Focus on material topics

The focus of the Residential Fund’s sustainability strategy is on reducing the environmental impact of its properties while enhancing comfort in cooperation with its tenants and other stakeholders, For example, our standard programme of requirements for acquisitions and renovations focuses on structural quality, energy-efficient installations, water-saving fittings and maintenance-friendly and recycled materials. We have limited control in terms of influencing and measuring energy, water and waste reductions at tenant level, so we focus on data collection of sustainability indicators in areas that we can control.

Monitoring performance

Monitoring environmental performance data (energy and water consumption, greenhouse gas emissions and waste) is an important part of managing sustainability issues. The Fund tracks and aims to improve the environmental performance of its managed real estate assets: those properties where the Fund is responsible for purchasing and managing consumption. The Fund reports on energy consumption (electricity, heating and gas: the energy components) for apartment buildings which translates to greenhouse gas emissions.

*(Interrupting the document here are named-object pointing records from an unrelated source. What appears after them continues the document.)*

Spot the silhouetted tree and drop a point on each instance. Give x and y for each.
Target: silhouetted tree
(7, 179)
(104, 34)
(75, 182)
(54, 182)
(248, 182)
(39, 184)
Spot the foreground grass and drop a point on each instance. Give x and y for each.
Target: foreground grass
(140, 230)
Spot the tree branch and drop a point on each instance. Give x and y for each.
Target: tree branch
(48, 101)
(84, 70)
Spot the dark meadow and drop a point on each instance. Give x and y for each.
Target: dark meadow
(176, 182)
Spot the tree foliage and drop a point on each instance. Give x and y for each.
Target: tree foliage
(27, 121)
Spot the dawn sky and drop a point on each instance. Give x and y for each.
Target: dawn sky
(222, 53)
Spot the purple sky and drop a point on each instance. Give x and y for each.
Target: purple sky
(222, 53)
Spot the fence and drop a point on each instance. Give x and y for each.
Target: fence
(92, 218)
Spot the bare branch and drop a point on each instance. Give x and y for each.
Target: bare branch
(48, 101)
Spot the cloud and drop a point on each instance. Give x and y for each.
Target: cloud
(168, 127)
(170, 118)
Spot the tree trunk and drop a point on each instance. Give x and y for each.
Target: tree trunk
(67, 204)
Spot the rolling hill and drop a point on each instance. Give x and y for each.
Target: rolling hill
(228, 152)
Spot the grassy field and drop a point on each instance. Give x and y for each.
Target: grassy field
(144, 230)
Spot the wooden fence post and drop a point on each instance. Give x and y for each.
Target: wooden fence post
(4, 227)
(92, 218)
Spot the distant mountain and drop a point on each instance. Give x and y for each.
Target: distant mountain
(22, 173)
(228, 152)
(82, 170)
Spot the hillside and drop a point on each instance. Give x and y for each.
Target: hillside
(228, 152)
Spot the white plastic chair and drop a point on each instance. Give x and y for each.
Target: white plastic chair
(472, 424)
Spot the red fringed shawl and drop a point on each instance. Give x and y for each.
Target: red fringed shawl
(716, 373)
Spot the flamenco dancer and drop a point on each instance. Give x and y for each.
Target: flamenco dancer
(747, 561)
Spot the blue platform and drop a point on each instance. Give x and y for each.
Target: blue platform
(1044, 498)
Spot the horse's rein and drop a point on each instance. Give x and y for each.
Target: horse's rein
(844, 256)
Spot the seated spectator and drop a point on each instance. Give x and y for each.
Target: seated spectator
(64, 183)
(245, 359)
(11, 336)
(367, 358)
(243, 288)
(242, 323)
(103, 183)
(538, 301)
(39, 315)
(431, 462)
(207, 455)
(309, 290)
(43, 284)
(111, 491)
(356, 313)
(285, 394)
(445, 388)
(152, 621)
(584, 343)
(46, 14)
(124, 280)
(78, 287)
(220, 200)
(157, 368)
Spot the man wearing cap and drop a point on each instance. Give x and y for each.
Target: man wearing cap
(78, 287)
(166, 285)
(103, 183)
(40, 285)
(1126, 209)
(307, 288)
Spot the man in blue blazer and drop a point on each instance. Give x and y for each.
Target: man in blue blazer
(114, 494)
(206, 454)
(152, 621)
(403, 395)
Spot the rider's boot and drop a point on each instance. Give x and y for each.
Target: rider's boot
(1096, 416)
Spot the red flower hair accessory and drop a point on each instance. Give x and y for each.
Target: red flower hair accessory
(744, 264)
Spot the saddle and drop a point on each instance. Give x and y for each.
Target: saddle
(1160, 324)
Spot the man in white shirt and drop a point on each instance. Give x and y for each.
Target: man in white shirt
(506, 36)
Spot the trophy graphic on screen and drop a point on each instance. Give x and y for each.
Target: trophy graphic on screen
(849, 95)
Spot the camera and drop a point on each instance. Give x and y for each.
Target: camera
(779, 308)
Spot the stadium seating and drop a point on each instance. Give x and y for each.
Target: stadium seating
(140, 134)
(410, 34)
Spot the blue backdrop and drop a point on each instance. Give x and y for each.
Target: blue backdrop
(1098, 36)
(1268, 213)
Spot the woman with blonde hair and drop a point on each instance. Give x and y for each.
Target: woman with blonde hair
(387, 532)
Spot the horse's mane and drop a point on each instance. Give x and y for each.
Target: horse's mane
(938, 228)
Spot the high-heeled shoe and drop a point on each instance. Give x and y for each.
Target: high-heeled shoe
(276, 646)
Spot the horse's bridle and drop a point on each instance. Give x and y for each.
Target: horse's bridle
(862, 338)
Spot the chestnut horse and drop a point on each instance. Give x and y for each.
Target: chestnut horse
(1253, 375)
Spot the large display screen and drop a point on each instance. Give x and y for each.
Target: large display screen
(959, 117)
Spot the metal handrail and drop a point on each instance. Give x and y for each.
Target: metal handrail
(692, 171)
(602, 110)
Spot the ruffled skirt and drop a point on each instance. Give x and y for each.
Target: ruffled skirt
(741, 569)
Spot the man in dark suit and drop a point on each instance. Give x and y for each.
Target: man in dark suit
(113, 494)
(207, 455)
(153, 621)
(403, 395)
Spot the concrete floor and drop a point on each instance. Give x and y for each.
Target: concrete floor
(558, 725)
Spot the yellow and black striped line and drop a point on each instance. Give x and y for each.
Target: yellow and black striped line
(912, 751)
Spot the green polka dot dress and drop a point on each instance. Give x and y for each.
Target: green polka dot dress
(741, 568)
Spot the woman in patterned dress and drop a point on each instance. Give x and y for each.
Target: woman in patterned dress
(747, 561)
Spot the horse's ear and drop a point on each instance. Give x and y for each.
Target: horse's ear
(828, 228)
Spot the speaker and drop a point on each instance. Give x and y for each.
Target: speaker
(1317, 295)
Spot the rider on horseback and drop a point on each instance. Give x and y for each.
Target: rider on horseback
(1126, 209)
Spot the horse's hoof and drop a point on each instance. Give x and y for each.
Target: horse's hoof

The Fund has set clear targets for the period 2016-2018 to decrease its environmental impact:

  • Energy: average annual reduction 2%

  • GHG emissions: average annual reduction 2%

  • Water: average annual reduction 2%

  • Renewable energy: increase percentage renewable energy

By selecting and focusing on the top 50 largest energy consuming assets and connections and installing LED lighting and relocating sensors, the Fund is on track meeting this target. In 2016 the Fund managed to cut elektricity consumption by 8.9% (2015: 6.9%) and total energy consumption by 2.5% (2015: 4.0%) both on a like-for-like basis. The Fund purchases renewable electricity for common areas, while property managers are required to deliver sustainable alternatives for repairs and replacements based on the Total Cost of Ownership (TCO) principle. The Fund’s standard programme of requirements includes water-saving fittings, while we are also investigating the potential use of water buffering and partly recycled (non-drinking) water, for instance for the maintenance of green areas. This puts the Fund among the most sustainable residential funds in the Netherlands.

The Fund's ambition to increase the coverage and as such the transparency of its environmental impact according to INREV sustainability guidelines is reflected in the key CSR data summary. For more detailed information on the key performance indicators, please see the CSR performance indicators at the end of this annual report.

Renewable sources

To reduce environmental and economic impact associated with fossil fuel energy use the Fund incorporated on-site renewable energy solutions prerequisites in its program of requirements for acquisitions and started to install solar panels on standing investments. At year end 2016 these actions have resulted in an increase of the Fund's on site renewable energy solutions to a total of 4,392 solar panels on both investment property and investment property under construction.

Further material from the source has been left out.